Divorce Through a Child's Eyes
Divorce Through a Child's Eyes
Loving, listening, and helping them cope
Caring mothers do everything possible to protect their children from being hurt by divorce. But it is inevitable that your children will experience the divorce very differently than the way that you experience it. Remember, it is not your job to make your children feel cheerful about the divorce, or to convince them that the divorce was a wise decision. Just listening to your child's complaints means a great deal.
In this exclusive firstwivesworld series, you will learn to see the divorce from your child's perspective. In Part Two, I will discuss some of the outward signs that indicate a youngster may be reacting to the pain of divorce. For now, just be aware that children must work through issues on their own timetables.
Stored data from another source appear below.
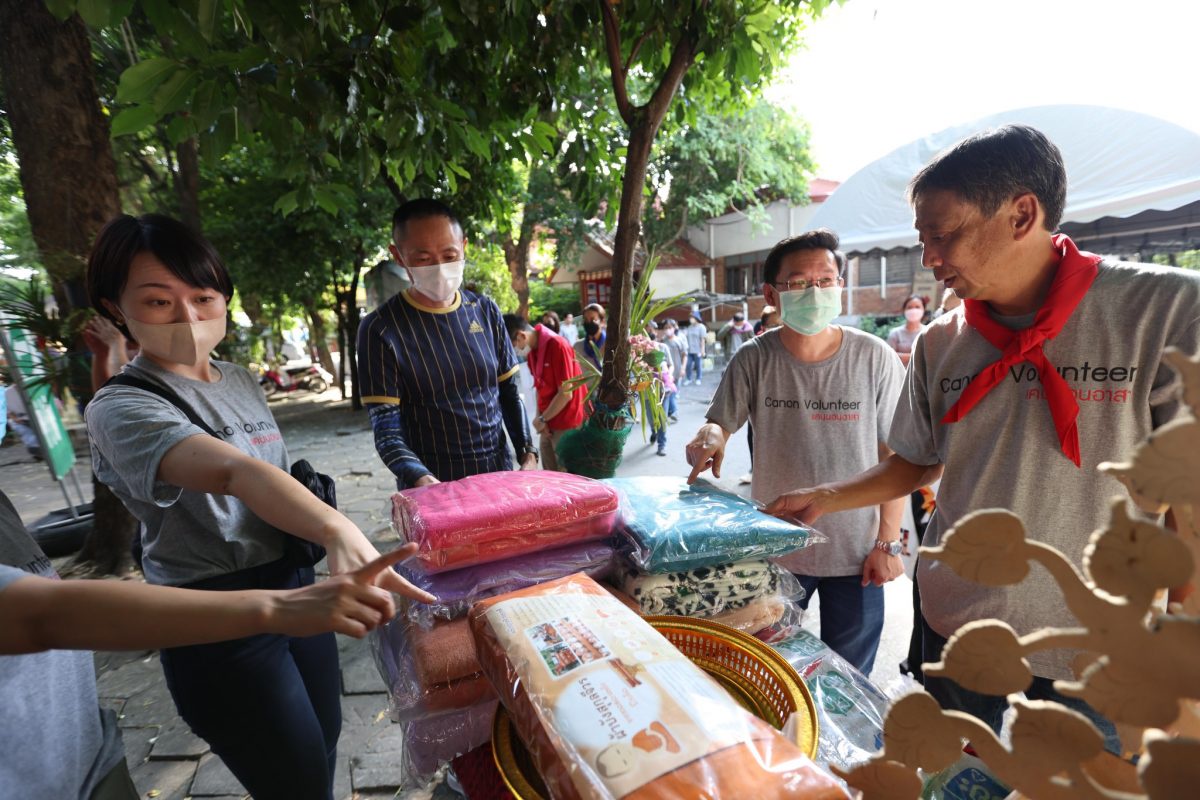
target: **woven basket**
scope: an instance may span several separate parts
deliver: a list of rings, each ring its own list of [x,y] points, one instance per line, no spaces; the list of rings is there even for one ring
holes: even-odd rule
[[[782,728],[796,714],[796,745],[809,758],[816,755],[817,709],[787,659],[753,636],[718,622],[690,617],[645,620],[759,719]],[[492,723],[492,755],[514,797],[542,800],[548,796],[504,706]]]

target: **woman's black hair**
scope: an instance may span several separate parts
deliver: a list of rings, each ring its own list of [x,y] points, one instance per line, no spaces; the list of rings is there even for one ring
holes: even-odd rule
[[[908,308],[908,304],[911,303],[913,300],[921,301],[921,310],[922,311],[929,310],[929,303],[925,300],[924,297],[922,297],[919,294],[910,294],[908,297],[904,298],[904,302],[900,304],[900,310],[903,311],[904,309]]]
[[[122,214],[108,222],[88,255],[87,290],[92,308],[117,323],[102,300],[113,305],[129,280],[129,266],[139,253],[152,253],[162,265],[189,286],[215,289],[233,298],[233,279],[213,246],[177,219],[162,214],[131,217]],[[124,325],[117,323],[129,335]]]

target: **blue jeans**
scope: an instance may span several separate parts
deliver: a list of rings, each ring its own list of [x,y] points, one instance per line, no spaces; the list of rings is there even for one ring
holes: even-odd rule
[[[280,561],[192,587],[292,589],[312,582],[312,567]],[[261,800],[333,797],[342,707],[332,633],[172,647],[161,659],[179,716],[250,794]]]
[[[796,578],[804,588],[801,608],[808,608],[814,592],[821,595],[821,641],[869,676],[883,633],[883,587],[871,584],[864,588],[862,575]]]
[[[688,353],[687,368],[683,371],[683,379],[685,381],[692,379],[692,372],[696,373],[696,383],[700,382],[700,354]]]
[[[946,639],[940,633],[929,627],[925,615],[921,615],[921,652],[925,663],[942,660],[942,650],[946,647]],[[938,705],[947,711],[965,711],[990,727],[997,735],[1004,721],[1004,712],[1008,708],[1008,699],[990,694],[979,694],[970,689],[964,689],[949,678],[935,678],[924,675],[925,691],[933,695]],[[1116,755],[1121,755],[1121,739],[1117,736],[1117,728],[1108,719],[1101,716],[1096,709],[1075,697],[1067,697],[1054,688],[1050,678],[1033,679],[1033,685],[1025,690],[1025,696],[1030,700],[1048,700],[1064,705],[1072,711],[1083,714],[1096,730],[1104,737],[1104,749]]]
[[[668,417],[673,417],[678,413],[679,403],[676,400],[676,392],[667,392],[663,395],[663,409],[667,412]]]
Your mission is to find a balance between tolerating your child's point of view without judgment, and empathetically offering your own. A good way to help your children with the process of mourning is by responding to their expressions of loss with understanding.
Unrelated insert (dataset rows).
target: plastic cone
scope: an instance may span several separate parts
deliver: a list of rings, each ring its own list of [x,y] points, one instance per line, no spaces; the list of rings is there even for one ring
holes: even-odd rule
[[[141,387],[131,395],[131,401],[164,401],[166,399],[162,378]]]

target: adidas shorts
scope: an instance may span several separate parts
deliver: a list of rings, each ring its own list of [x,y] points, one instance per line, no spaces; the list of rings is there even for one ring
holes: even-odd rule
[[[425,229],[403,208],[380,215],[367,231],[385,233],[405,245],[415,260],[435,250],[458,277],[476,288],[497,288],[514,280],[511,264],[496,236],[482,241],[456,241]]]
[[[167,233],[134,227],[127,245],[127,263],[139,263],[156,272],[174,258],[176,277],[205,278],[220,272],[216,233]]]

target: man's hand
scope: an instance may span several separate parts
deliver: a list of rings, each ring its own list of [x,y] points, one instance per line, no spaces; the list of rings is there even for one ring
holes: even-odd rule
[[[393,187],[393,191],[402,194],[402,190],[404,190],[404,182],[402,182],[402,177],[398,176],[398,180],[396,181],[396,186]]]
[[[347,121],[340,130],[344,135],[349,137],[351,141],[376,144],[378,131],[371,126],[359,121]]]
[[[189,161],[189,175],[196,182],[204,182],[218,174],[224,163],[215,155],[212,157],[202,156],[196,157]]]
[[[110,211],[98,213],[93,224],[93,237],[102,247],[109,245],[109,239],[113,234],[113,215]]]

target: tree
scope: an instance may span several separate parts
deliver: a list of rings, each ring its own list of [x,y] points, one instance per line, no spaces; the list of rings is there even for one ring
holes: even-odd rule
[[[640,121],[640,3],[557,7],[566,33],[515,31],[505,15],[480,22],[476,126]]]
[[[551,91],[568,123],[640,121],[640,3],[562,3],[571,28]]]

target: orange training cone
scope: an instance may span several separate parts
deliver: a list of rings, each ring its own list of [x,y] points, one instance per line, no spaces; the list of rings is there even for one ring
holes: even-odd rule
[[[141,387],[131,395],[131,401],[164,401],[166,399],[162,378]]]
Here are 3 typical ways that divorce can be painful for children:
1. The loss of the everyday. Children derive their sense of security — and often, their personal identity — from everyday routine. When he leaves "the old house," with the old school, the old neighborhood, pets and other attachments, a child may feel stripped of everything that has been meaningful in life. Your enthusiasm for a fresh start after the divorce can be in sharp contrast to your child's feeling of powerlessness.
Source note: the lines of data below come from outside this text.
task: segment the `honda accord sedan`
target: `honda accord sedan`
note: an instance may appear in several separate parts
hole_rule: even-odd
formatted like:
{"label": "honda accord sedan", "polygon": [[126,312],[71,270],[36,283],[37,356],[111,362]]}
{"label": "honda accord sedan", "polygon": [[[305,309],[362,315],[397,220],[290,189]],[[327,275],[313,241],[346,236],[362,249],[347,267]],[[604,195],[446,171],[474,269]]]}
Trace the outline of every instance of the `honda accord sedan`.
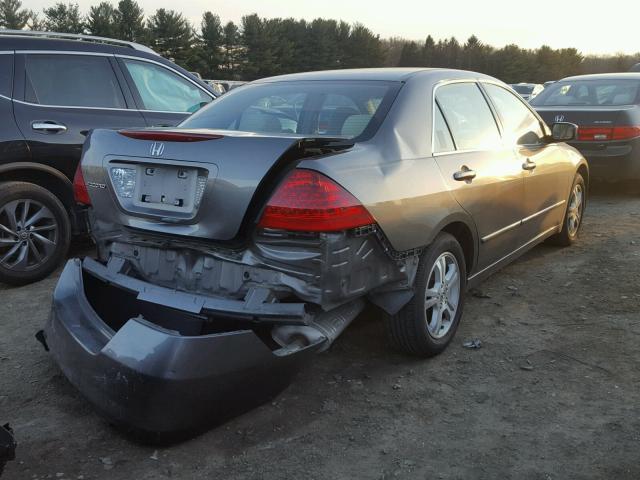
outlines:
{"label": "honda accord sedan", "polygon": [[564,78],[531,105],[549,123],[579,126],[571,145],[586,157],[592,178],[640,180],[640,73]]}
{"label": "honda accord sedan", "polygon": [[74,186],[98,254],[67,263],[46,343],[146,432],[265,401],[367,302],[394,347],[436,355],[470,285],[576,239],[575,131],[441,69],[269,78],[179,128],[94,130]]}

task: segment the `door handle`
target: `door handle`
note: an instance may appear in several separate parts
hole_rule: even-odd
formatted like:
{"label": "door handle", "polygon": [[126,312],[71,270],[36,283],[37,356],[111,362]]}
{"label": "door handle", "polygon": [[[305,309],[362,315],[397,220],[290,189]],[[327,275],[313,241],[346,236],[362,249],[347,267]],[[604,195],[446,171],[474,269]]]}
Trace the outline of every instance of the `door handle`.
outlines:
{"label": "door handle", "polygon": [[462,181],[470,182],[474,178],[476,178],[476,171],[471,170],[466,165],[463,165],[460,170],[458,170],[456,173],[453,174],[453,179],[459,182],[462,182]]}
{"label": "door handle", "polygon": [[67,131],[67,127],[55,122],[33,122],[31,128],[38,132],[62,133]]}
{"label": "door handle", "polygon": [[534,168],[536,168],[536,162],[532,162],[527,158],[527,161],[522,164],[522,168],[524,170],[533,170]]}

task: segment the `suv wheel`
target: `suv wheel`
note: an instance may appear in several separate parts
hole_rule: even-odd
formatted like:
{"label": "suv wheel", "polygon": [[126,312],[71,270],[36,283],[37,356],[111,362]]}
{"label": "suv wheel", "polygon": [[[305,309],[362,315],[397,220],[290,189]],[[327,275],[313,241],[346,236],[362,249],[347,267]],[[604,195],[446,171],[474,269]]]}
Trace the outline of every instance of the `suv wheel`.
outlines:
{"label": "suv wheel", "polygon": [[462,317],[466,279],[462,247],[452,235],[439,234],[420,258],[414,297],[386,317],[391,345],[423,357],[447,348]]}
{"label": "suv wheel", "polygon": [[71,225],[62,202],[33,183],[0,184],[0,282],[24,285],[65,258]]}
{"label": "suv wheel", "polygon": [[587,204],[587,189],[584,178],[576,173],[571,186],[571,193],[567,203],[567,213],[565,213],[562,223],[562,230],[549,238],[549,243],[568,247],[578,239],[578,232],[582,226],[582,216]]}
2. The loss of parents as they used to be. Here, too, the relief that you may feel at leaving a marriage is not your child's relief. The relationship that your child has had with her father — although, perhaps, from your perspective not ideal — is all she has known. For you, the idea of remarriage may promise the possibility of greater fulfillment in the future. For your child, remarriage poses the problem of total strangers-step-parents, and new siblings — competing with established relationships. While you may feel eager to wipe the slate clean and begin again, your child may not likely share this perspective.
3. The loss of material things. Statistics tell us that divorce is often accompanied by a fall in socioeconomic status for mother and children-so there are often new financial pressures. Sometimes children may have to cope, without complaint, to new restrictions. Of course, as an adult you may see over this momentary hump to greener pastures ahead. But children have less experience with the future. They live "right now" and may have trouble conceptualizing beyond the moment.
These issues may feel very different for a child than for you. Even if the adult viewpoint is more realistic (which, of course, it often may be), showing respect for child's perspective can help soothe the losses the child has experience. Your empathy goes a long way towards easing all of the inevitable hurts that life can inflict.